Seven out of 10 employees claim they can do their boss’s job better.

Managers generally liked.

The Global State of Managers research from The Workforce Institute at Kronos Incorporated and Future Workplace indicates seven out of 10 employees worldwide (69 per cent) say they can do their boss’s job better, despite nearly the same number of workers (71 per cent) grading their boss’s competence a B or better. The study examined how nearly 3,000 employees in Australia, Canada, France, Germany, India, Mexico, the UK, and the US would grade their manager’s effectiveness across five factors: communication, competence, empowerment, professional development, and support

Overall, managers are felt to be good at their jobs, with the majority of employees grading bosses an A or B for competence (71 per cent) – the highest grade given – and work ethic (70 per cent). Bosses also received high marks (B or better) for their communication skills, people management skills, and ability to handle performance-related issues (all 67 per cent).

The older the employee, however, the more critical they are of their boss: Baby Boomers and Gen Xers grade managers more harshly with a C, D, or F for overall people management skills (37 per cent and 38 per cent, respectively). Worldwide, the employee-manager connection remains critically important: 70 per cent of employees say their relationship with their manager is an extremely or very important factor when deciding to remain at their current job, with 22 per cent agreeing it’s somewhat important. Millennial (79 per cent) and Gen Z (73 per cent) employees feel strongest about the importance of the manager relationship for retention compared with Gen X (66 per cent) and Baby Boomer (62 per cent) counterparts.

While bosses worldwide are well regarded by their employees, these same employees think they could personally manage even more effectively, with younger Millennial (73 per cent) and Gen Z (70 per cent) employees most confident they could do better. Based on grades given of a C, D, or F, at least one in three employees feel their manager could improve at modeling work/life balance (37 per cent); their ability to coach for better job performance (37 per cent); handling performance-related issues (33 per cent); and communication (33 per cent). For overall people management skills, the majority of workers would “pass” their boss with an A (26 per cent), B (37 per cent), or C (25 per cent); yet 4 per cent of employees give a solid F for performance.

Indian employees are by far the most satisfied with their managers, with at least eight out of 10 grading managers an A or B in every category. Conversely, French, German, and U.K. workers are by far the most pessimistic about manager performance, as those countries ranked in the bottom three in every category surveyed.
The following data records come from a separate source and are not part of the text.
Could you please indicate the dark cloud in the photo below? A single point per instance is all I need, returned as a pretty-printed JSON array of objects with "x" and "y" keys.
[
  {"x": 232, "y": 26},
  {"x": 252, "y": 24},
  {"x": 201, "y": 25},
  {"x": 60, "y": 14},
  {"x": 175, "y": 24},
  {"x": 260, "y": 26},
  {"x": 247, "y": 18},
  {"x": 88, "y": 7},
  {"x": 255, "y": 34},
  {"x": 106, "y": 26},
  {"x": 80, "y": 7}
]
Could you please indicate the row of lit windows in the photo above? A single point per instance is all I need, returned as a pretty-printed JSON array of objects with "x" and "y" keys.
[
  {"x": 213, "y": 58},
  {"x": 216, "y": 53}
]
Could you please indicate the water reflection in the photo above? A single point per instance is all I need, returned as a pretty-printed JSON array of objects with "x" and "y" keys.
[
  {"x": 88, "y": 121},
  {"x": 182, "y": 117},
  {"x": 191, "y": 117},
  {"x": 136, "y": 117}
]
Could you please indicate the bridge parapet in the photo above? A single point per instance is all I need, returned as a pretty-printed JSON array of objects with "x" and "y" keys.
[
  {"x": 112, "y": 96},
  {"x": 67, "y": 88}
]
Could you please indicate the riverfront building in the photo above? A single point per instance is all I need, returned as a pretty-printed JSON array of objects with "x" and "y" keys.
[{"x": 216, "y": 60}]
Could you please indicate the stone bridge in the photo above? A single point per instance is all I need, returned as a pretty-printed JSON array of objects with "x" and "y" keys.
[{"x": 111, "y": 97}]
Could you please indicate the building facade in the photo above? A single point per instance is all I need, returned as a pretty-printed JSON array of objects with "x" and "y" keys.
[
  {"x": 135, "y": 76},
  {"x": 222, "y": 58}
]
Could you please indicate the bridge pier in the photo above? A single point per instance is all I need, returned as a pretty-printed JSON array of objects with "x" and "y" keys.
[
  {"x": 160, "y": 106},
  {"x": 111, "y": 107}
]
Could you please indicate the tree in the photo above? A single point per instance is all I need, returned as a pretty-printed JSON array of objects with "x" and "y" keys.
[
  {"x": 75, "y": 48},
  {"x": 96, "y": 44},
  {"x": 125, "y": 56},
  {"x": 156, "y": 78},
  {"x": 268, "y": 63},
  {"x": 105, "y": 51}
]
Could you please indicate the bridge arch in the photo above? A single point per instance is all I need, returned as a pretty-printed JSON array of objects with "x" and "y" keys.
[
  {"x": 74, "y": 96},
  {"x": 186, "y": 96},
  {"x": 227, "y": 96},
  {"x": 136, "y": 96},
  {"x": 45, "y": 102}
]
The most competent managerds were felt to be: India (87 per cent); Australia (76 per cent); Canada (75 per cent); Mexico (75 per cent); U.S. (71 per cent); Germany (62 per cent); U.K. (61 per cent); and France (59 per cent)

“As the working world continues to evolve, and new generations enter the workforce, styles, preferences, and perceptions will continue to change,” said Joyce Maroney, executive director, The Workforce Institute at Kronos. “With the number of Millennial managers growing, attitudes toward aspects of management and working style will also change. As the student becomes the teacher, organisations should have a clear lesson plan for leadership development and effectiveness in key areas to set tomorrow’s managers up for ongoing success.”
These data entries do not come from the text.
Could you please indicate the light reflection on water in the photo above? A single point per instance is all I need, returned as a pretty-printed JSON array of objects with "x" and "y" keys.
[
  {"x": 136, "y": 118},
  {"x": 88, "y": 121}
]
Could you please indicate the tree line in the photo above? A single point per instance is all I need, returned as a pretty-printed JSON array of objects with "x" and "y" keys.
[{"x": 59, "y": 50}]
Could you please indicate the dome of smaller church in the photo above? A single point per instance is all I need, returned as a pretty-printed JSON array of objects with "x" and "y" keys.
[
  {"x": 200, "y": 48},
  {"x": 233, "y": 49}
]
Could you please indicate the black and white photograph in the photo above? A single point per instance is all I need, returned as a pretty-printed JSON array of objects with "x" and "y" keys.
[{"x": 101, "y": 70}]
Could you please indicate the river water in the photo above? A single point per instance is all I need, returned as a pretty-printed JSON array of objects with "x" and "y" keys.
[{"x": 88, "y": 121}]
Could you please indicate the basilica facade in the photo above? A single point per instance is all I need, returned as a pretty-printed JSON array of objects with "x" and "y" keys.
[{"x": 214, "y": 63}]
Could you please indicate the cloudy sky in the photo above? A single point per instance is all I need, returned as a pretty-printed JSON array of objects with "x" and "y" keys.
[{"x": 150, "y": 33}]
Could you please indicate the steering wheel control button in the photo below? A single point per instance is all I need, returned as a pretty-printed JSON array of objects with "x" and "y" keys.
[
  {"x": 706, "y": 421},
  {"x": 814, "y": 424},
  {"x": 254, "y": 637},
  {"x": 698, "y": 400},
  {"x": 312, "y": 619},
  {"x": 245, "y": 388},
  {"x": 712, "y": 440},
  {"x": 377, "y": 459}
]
“It’s no surprise that employees globally feel they can do their manager’s job more effectively – especially with the generation gap continuing to widen,” added Dan Schawbel, best-selling author and research director, Future Workplace. “It’s no surprise that employees globally feel they can do their manager’s job more effectively – especially with the generation gap continuing to widen. Organisations should take note of the state of their managers and continue their education and training – focusing in areas of relationship development, communication, and modeling empathy – while ensuring managers have time and bandwidth to regularly check in with employees to ensure harmony and satisfaction across the board.”